893.74/654: Telegram

The Minister in China (MacMurray) to the Secretary of State

35. My telegram number 550, December 29, 10 a.m.42

1.
At the request of representative of Radio Corporation I asked the new Minister for Foreign Affairs January 18 to take early occasion to look into the matter of Federal contract and to have project carried into execution as contemplated by the correspondence of October last. He was noncommittal though he politely professed interest, particularly in the possibility of developing broadcasting as a means of conveying political views to the predominant illiterate population.
2.
Later in the day I received Saburi who desired to confer with me before his contemplated visit to Japan. He said that Shidehara would doubtless want to know where our informal conversations regarding wireless had led and asked (pro forma as it seemed to me) my opinion of the Japanese proposal of June last. I told him I understood that to be substantially identical with the proposals the Japanese Embassy had conveyed to you in December 192443 and December 1925,44 and, with entire frankness, I told him what I conceived to be the objections to that proposal along the lines set forth in my number 24, January 13, 9 p.m.
3.
He did not seriously demur thereto but tactfully brought the subject around to the suggestion made by Davis for cooperation on the basis of working arrangements between the American and Japanese units, clearly indicating that a solution of dilemma on such a [Page 1048] purely commercial basis was to the Japanese a new idea well worth studying. I emphasized my conviction that the commercial basis is the only one on which we can hope to arrive at any fair settlement not importing victory to one side and humiliation to the other.
4.
He gave me the impression (though it was only a matter of inference from his tone and manner) that he was prepared to recommend to his Government an attempt to solve the problem on this basis.
5.
He asked whether, if our several Governments and companies were thus brought into relations of mutual confidence in this matter, it would not be possible for us to reach understanding independently of the Chinese. I answered that he knew as well [as] I that if we were to reach accord with the Japanese interests and then present it as a fait accompli to this Government the very Chinese who had asked us to do so would turn and rend us Americans for having conspired with the Japanese against them and that while the Japanese might be complacent about it because they have an actual stake in the wireless here, we cannot afford to compromise our position which thus far rests on a mere contract right.

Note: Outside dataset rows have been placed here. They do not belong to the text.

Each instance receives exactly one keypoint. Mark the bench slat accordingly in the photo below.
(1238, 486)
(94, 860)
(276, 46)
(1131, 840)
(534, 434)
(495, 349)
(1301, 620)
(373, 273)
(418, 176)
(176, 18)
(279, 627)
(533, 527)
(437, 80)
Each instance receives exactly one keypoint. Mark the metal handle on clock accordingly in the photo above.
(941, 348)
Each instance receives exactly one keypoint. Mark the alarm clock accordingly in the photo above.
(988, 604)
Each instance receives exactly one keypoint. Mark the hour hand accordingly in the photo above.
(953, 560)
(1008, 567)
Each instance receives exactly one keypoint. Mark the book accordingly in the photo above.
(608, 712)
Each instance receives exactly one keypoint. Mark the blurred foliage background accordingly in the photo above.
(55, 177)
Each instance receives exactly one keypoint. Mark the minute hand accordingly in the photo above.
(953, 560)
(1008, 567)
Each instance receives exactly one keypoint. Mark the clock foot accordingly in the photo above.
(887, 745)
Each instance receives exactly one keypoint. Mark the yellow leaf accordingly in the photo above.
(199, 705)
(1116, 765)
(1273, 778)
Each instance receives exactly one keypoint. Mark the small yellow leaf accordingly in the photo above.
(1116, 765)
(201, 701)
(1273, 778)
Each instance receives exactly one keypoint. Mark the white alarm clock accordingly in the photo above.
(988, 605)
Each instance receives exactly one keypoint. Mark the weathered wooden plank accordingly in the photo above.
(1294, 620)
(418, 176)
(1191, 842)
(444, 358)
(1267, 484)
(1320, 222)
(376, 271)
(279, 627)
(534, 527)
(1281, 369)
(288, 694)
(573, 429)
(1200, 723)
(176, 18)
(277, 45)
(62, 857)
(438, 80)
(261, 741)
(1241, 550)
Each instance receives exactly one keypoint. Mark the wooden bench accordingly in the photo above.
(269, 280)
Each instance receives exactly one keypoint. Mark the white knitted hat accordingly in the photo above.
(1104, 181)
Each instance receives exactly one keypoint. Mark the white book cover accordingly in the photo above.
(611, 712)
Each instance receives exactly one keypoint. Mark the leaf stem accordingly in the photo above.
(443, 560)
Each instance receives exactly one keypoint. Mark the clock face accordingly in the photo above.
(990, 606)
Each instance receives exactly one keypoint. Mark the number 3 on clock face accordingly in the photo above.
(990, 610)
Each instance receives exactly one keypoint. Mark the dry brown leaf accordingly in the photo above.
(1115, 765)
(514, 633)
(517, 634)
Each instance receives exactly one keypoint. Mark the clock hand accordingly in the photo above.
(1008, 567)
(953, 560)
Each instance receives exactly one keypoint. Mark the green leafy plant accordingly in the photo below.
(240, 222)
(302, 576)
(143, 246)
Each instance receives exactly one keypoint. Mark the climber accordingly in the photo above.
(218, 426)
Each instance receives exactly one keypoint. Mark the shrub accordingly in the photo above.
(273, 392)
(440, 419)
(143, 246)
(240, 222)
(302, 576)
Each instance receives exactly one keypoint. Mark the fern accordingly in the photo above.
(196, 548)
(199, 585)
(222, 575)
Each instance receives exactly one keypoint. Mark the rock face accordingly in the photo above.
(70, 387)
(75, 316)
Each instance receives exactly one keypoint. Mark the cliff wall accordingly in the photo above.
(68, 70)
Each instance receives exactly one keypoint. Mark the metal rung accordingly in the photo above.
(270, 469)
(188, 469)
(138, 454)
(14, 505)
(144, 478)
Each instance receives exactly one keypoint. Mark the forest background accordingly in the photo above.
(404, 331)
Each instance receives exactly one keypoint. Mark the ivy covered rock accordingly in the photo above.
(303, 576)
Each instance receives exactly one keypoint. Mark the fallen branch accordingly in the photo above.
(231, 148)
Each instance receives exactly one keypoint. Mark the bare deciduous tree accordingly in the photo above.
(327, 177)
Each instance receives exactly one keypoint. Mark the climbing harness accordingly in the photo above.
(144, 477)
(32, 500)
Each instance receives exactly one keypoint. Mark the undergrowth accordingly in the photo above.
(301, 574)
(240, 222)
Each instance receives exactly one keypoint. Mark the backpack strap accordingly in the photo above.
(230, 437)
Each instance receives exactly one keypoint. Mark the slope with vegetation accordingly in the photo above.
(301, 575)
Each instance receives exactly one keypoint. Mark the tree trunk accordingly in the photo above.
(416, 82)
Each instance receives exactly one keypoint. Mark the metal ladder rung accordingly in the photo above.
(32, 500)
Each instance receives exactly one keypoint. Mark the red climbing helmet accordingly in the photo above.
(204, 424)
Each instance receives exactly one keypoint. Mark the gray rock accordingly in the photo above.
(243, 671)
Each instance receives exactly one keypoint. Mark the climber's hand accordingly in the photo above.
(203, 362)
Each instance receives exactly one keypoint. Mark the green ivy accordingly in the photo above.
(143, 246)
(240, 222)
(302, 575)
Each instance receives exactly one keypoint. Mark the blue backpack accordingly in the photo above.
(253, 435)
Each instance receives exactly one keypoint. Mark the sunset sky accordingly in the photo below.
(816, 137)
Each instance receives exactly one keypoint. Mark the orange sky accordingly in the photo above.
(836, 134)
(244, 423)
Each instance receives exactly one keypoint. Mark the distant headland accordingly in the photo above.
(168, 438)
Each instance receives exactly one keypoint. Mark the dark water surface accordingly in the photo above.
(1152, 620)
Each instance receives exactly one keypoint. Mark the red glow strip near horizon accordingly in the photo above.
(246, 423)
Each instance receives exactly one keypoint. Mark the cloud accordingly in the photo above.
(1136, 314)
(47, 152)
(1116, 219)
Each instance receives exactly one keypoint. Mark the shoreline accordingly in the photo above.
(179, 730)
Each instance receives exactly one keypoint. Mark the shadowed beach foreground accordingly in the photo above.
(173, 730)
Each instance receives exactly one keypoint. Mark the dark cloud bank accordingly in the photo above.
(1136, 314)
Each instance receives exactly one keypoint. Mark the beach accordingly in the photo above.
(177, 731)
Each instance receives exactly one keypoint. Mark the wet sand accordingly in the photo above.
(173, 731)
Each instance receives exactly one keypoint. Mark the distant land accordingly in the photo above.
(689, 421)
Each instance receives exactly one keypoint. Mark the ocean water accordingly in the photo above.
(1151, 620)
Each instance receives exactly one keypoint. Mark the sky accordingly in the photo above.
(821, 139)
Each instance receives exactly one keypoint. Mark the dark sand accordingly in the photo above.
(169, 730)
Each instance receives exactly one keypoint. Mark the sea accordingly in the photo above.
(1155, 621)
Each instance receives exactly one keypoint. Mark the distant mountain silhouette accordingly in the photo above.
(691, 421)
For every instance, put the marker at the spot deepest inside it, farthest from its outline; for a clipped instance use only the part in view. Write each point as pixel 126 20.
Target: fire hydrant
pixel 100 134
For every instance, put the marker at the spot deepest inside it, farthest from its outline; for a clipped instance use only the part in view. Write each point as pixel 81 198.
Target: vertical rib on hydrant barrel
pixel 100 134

We must have a position independent alike of Japanese opposition and Chinese pusillanimity, otherwise we could enter into negotiations only under what amounts to duress. He suggested that if we got such a position the Japanese interests would think themselves under duress. I said that they could have no ground for thinking we were doing anything but reduce handicap upon us that results from their having already a station in being.
6.
Remarking that if there is no mutual confidence between Japanese and American interests deadlock must persist, he asked whether we could not arrive at such a degree of understanding as would permit the matter to proceed. I said that I hoped he could convey to his people the realization that the American interest in the matter is not obdurate but anxious to find some just accommodation of interests; and that if the proposals of Davis are in principle acceptable to the Japanese, it should be possible for him to give us when he returns reassurance which would enable the Americans to dismiss the suspicion that experience has forced upon them, that every time the Japanese talk to us about this question they induce the Chinese to withhold action upon our contract on the ground that the matter [is] being dealt with between the Japanese and our own Government. If we could be enabled to have confidence in the good faith of the Japanese in that respect, I told him, the Japanese might rely upon us to an extent that the discussion warrant[s] them in telling the Chinese that they were prepared to withdraw their objections to the execution of the Federal contract, in the confidence that three-cornered negotiations [Page 1049] for the accommodation of the several interests involved would be undertaken so soon as the American contract was in definite process of execution.
7.
He asked whether he was to understand that we want in any case to construct trans-Pacific main station at Shanghai. I answered in the affirmative. He asked finally whether we propose business arrangements which would give the Mitsui Station chance to live and prosper, and I told him I understood Radio Corporation to be prepared to make such a division of profits as would enable the Japanese to realize upon their investment here. Saburi gave me to understand that such an arrangement would at any rate be carefully considered by his Government and Japanese interests.
8.
Copy by mail to Tokyo.
MacMurray
  1. Foreign Relations, 1925, vol. i, p. 935.
  2. See memorandum of Dec. 24, 1924, from the Japanese Embassy, ibid., p. 890.
  3. See telegram No. 9, Jan. 7, to the Minister in China, p. 1040.